I saw this on a forum I use:
But, as it seems I don’t build etched brass kits or even whitemetal ones some will say that I’m not a modeller
Who are these “some”? I haven’t met any of them.
Anyone who goes beyond simply opening boxes is a modeller and the idea that you have to build etched brass kits to become a modeller is nonsense.
This is akin to those who refer to, for want if a better way of putting it, “finescalers” as elitist. Well, I know some of the best modellers in the country, and not one of them is in anyway elitist. Sure, they want to make their models as accurate as possible, to the finest possible standards, etc, but not one of them has ever told me that everyone else must do the same, or that anyone who doesn’t is somehow not worth anything. And all of them, and I do mean every single one, are prepared to share their techniques with anyone who is interested. The only complaint I ever hear from them is that too many are afraid to try.

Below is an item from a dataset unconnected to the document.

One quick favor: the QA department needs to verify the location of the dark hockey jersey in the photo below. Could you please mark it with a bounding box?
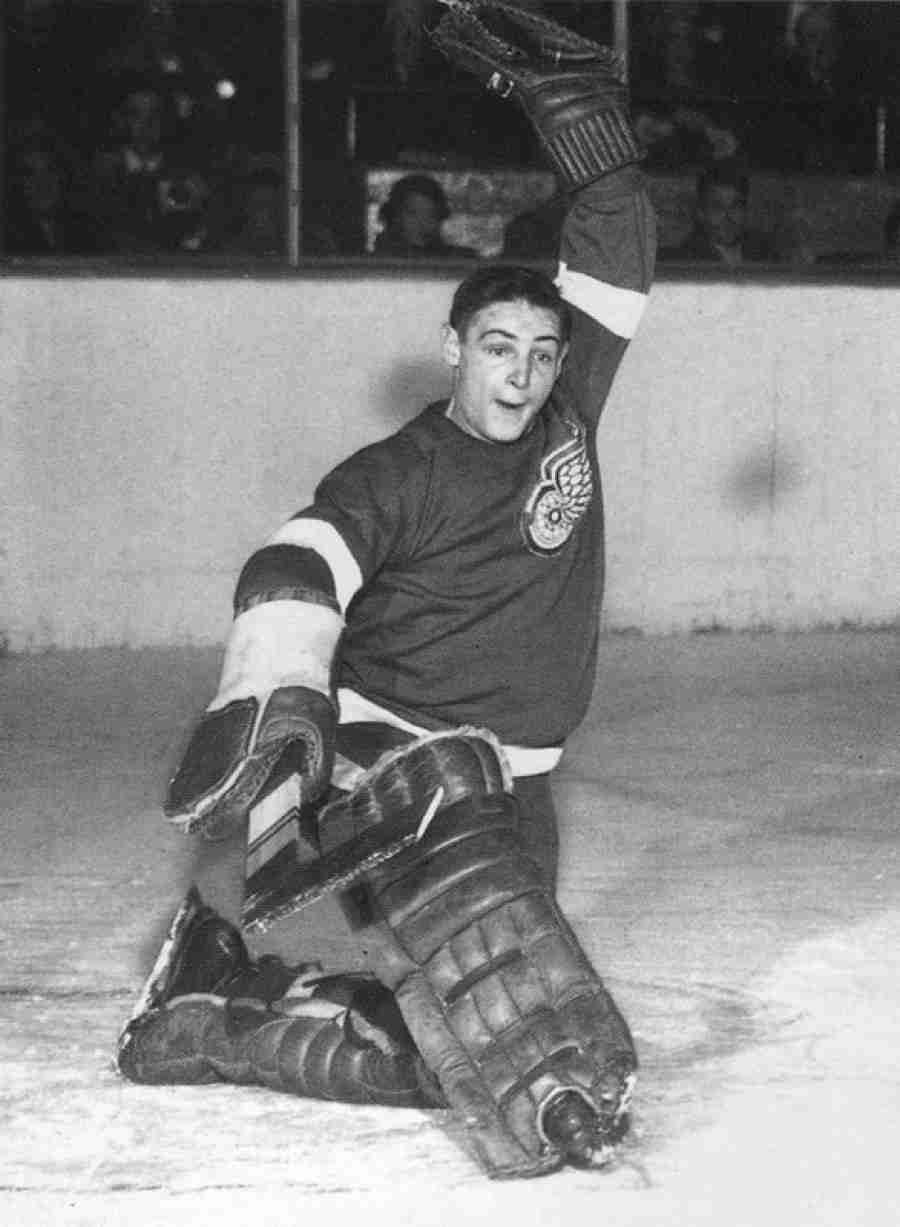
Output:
[252,167,656,747]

Personally, I am getting sick and tired of it. We all have limitations, be they time, money, space or skills, but we can increase and improve our skills given time a degree of time. And time can replace money, too: start with raw materials and learn their properties, and acquire the basic tools to work with them. Cutting out and embossing takes longer than buying etchings, yes, but the mistakes and hence the lessons learned are your own, and with time these mistakes are replaced with new ones, and new lessons.
The only times I see the idea that what someone is doing isn’t good enough to be “proper modelling” is from their own minds. There are no right and wrong ways to be a modeller: just putting some personal effort into making a model look more like the real thing, which is as much about careful observation of the real thing as it is about anything else. And you don’t have have to go back in time to see how dirt and weathering affect things.
No, when I see people refer to “some”, I generally incline to the view that the speaker is the “some”, and rather than admit that they feel they could do better, they project their disappointment onto a perceived elite which doesn’t exist. Feeling that you could achieve more and better is quite possibly the defining characteristic of the human condition: it drives us to self-improvement, to every model being slightly better than the previous one (in the early stages, to every model being significantly better than the previous one) until we reached a point where the law of diminishing returns starts to kick in.
From what I have observed, that doesn’t usually happen until one is well advanced into one’s dotage.
As the Bard put it,
From this nettle, danger, we pluck this flower, safety.